Bader Farms attorney Bev Randles of Randles & Splittgerber agreed, saying farmers who filed complaints can “absolutely” become plaintiffs.

Randles said the 170 plaintiffs involved in the multidistrict litigation “aren’t the only plaintiffs out there — a number of other folks have signed up.”

Downing says he’s aware of state actions filed in Tennessee and Missouri, adding, “this [litigation] can proceed on multiple fronts.”

Another attorney with experience in similar cases, Michael Klenov of KoreinTillery, said bellwether cases are often “a prelude to a global settlement.”

That happened in the Syngenta Viptera litigation. After a federal jury awarded $217 million to Kansas farmers damaged by the commercialization of genetically modified corn that was not approved in China, Syngenta eventually agreed to a settlement of about $1.5 billion.
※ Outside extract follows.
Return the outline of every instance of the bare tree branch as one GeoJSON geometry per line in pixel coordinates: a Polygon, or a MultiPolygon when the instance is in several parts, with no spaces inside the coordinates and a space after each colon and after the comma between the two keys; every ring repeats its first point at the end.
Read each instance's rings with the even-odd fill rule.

Following the Bader trial, Downing said the parties, including Bayer, BASF and plaintiffs’ lawyers, will work on a scheduling order for U.S. District Judge Stephen Limbaugh to deal with the remaining cases that are part of the MDL. Then more bellwether cases will be selected to go to trial.

“Parties use bellwether trials to see how juries react,” Downing said, so they can determine whether to keep litigating or settle.

Bayer officials stressed on their conference call with reporters Saturday that all elements of the Xtend cropping system would be available this growing season. Bayer attorney Hohn said the company can file post-trial motions seeking to overturn the verdict for up to 28 days after the trial concluded Feb. 15. Once those are ruled upon, Bayer can appeal. BASF has also said it would appeal.